Salafi’s geloven dat de mens is gemaakt om Allah te aanbidden. Gelovigen sporen elkaar daarom de vrije tijd nuttig te gebruiken. In de stad rondhangen, winkelen, kletsen en tv kijken wordt sterk veroordeeld. Het ideaal is om alle dagelijkse dingen in dienst te stellen van kennisvergaring en aanbidding. Gelovigen organiseren met enige regelmaat broeder- en zusteravonden op informele wijze bij iemand thuis. Slechts zelden staat de islam centraal in deze bijeenkomsten, hoewel er soms ook uit boeken wordt gelezen en religieuze onderwerpen bediscussieerd worden. Er wordt voornamelijk veel gegeten en gelachen. Lief en leed worden met elkaar gedeeld. Ook wordt er samen gebeden, waarbij iemand van de groep het gebed voorgaat. De gelovigen voelen zich erg veilig in hun eigen groep bij iemand thuis, omdat regels vanzelfsprekend zijn en niet telkens bevochten hoeven te worden. Ze spreken elkaar dan aan met broeder, zuster of zusje.

Meestal wordt sport wel als een goede manier van vrijetijdsbesteding beschouwd. De islam draagt immers op goed voor het lichaam te zorgen en het te trainen. Soms worden vanuit salafistische organisaties sportactiviteiten zoals voetbalwedstrijden en zomerkampen voor jongeren georganiseerd. Salafistische vrouwen ondervinden echter problemen als ze sport beoefenen. Sommigen waren voor hun praktisering sportief, maar vinden geen geschikte omgeving om te kunnen sporten waarin ze de salafistische regels in acht kunnen nemen. Enkele vrouwen nemen het initiatief om sportomgevingen te creëren waar alleen vrouwen toegang tot hebben.

Ook al is het ideaal het leven alleen in dienst te stellen van aanbidding, salafi’s besteden hun vrije tijd wel degelijk op een manier die niet conform de salafistische idealen is. Zo is het gebruik van tv en internet alleen vanuit educatief oogpunt toegestaan. Toch kijken de meeste salafi’s tv en film voor andere doeleinden zoals ontspanning en amusement. Sommige salafi’s bezoeken ook pretparken, bioscopen en restaurants (in eettentjes waar familieruimtes aanwezig zijn), waarbij ze de salafistische gedragsregels zo veel mogelijk in acht houden. Omdat er weinig islamitische voorzieningen zijn op dit gebied, vinden salafi’s het verantwoord om incidenteel compromissen te sluiten. Salafi’s gaan ook op vakantie, het liefst naar islamitische landen. Dit voornamelijk om familie te bezoeken, voor ontspanning en om te kijken of een land geschikt is voor het doen van de hijra. De pelgrimage naar Mekka, of een kleinere bedevaart zien ze echter als het belangrijkste reisdoel. De hijra is voor velen een droom, maar deze komt slechts voor weinigen uit.

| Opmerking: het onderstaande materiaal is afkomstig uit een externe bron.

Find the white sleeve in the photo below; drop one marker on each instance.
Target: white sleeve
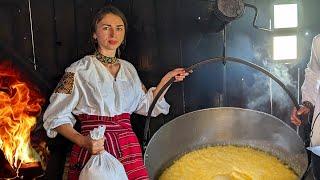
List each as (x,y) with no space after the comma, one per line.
(310,87)
(62,102)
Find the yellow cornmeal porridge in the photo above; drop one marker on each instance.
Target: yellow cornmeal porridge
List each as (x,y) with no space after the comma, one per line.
(228,163)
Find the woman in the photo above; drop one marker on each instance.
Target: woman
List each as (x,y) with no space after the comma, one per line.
(311,100)
(101,89)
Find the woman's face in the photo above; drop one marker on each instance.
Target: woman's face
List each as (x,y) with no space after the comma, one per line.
(109,32)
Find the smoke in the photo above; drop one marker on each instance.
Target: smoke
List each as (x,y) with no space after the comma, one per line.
(266,94)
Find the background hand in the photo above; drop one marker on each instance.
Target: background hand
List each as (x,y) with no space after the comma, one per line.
(294,115)
(179,74)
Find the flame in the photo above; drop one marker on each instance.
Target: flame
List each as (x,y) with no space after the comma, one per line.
(19,106)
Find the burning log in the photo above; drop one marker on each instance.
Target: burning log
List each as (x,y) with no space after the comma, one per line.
(20,105)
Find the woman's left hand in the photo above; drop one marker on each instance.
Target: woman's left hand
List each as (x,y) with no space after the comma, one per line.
(179,74)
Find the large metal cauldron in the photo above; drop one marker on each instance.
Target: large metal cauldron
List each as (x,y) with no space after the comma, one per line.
(224,125)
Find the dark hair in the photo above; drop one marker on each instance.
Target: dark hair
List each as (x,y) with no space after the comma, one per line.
(109,9)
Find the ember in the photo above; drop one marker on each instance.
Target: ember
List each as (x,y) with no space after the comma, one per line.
(20,104)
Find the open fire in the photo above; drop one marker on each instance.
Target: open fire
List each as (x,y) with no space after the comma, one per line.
(20,104)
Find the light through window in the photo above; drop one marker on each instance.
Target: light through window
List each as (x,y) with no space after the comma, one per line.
(285,16)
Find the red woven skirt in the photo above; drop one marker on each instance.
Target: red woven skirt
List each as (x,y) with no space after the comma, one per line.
(121,142)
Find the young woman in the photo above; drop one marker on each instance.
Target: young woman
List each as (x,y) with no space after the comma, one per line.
(311,100)
(101,89)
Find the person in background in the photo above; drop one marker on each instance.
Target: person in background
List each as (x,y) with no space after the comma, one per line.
(101,89)
(311,100)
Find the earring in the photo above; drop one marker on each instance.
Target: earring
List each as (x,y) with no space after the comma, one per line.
(118,52)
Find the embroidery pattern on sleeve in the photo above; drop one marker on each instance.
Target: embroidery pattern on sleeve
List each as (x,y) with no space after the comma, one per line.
(65,85)
(144,88)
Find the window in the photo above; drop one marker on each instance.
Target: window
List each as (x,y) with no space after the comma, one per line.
(285,25)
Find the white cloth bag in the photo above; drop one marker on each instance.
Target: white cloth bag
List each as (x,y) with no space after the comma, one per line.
(102,166)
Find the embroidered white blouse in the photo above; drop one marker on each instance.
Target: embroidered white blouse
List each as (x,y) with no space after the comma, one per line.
(89,88)
(310,88)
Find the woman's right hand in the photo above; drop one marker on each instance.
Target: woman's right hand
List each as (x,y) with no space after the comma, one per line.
(94,146)
(295,113)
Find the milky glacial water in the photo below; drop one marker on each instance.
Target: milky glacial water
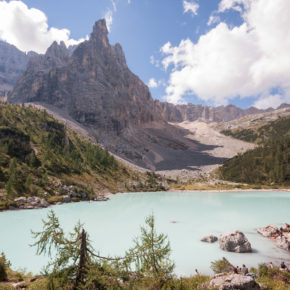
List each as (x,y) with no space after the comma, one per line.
(184,217)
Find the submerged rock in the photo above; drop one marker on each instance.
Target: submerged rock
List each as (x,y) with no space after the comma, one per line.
(21,199)
(209,239)
(235,242)
(280,236)
(234,281)
(283,243)
(66,198)
(268,231)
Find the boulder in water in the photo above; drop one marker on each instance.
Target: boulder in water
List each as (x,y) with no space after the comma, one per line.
(268,231)
(209,239)
(235,242)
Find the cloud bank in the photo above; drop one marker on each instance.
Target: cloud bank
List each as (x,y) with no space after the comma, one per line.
(190,7)
(27,28)
(250,60)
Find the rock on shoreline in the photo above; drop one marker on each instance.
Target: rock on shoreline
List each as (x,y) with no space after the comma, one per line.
(281,236)
(235,242)
(209,239)
(234,281)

Huwelijk en man-vrouwverhoudingen

Het huwelijk speelt een belangrijke rol in de salafistische geloofsbeleving. Het wordt voorgesteld als ‘de helft van de islam’, de beste bescherming tegen het begaan van zondes en het beste middel om standvastig in het geloof te worden. Gelovigen trouwen daarom soms op jonge leeftijd. Ook polygame huwelijken komen in zeer geringe mate voor. De onderzoekster is tijdens het veldwerk drie polygame huwelijken tegengekomen. Precieze aantallen zijn niet bekend, omdat gelovigen niet voor de wet polygaam kunnen trouwen. Soms staan ze wel in moskeeën geregisteerd, maar het komt ook voor dat de imam die een stel trouwt, niet op de hoogte is van een eerste huwelijk. Soms trouwt een man een tweede vrouw zonder de eerste vrouw daarover in te lichten. Volgens de leer hoeft een man er immers ook geen toestemming voor te vragen. Veel salafistische vrouwen zijn bang dat hun man een tweede en/of derde vrouw wil trouwen. Vrouwen vragen zichzelf regelmatig af wat erger is: een man die incidenteel vreemdgaat of de rest van je leven een man delen met een andere vrouw. Vanwege de angst voor het laatste zien vrouwen de regels tussen mannen en vrouwen graag nageleefd worden, door middel van fysieke scheiding of bedekkende kleding. Ze hameren er ook bij hun echtgenotes op dat zij de islamitische regels in acht nemen. Vrouwen klagen regelmatig dat hun echtgenotes of zonen nalatig zijn in hun geloof. Hoewel de angst voor polygamie onder vrouwen overheerst, zijn er ook vrouwen die bewust kiezen voor polygamie. Zij zien het als sunna om in een polygaam huwelijk te treden en daarom als ideaal en nastrevenswaardig.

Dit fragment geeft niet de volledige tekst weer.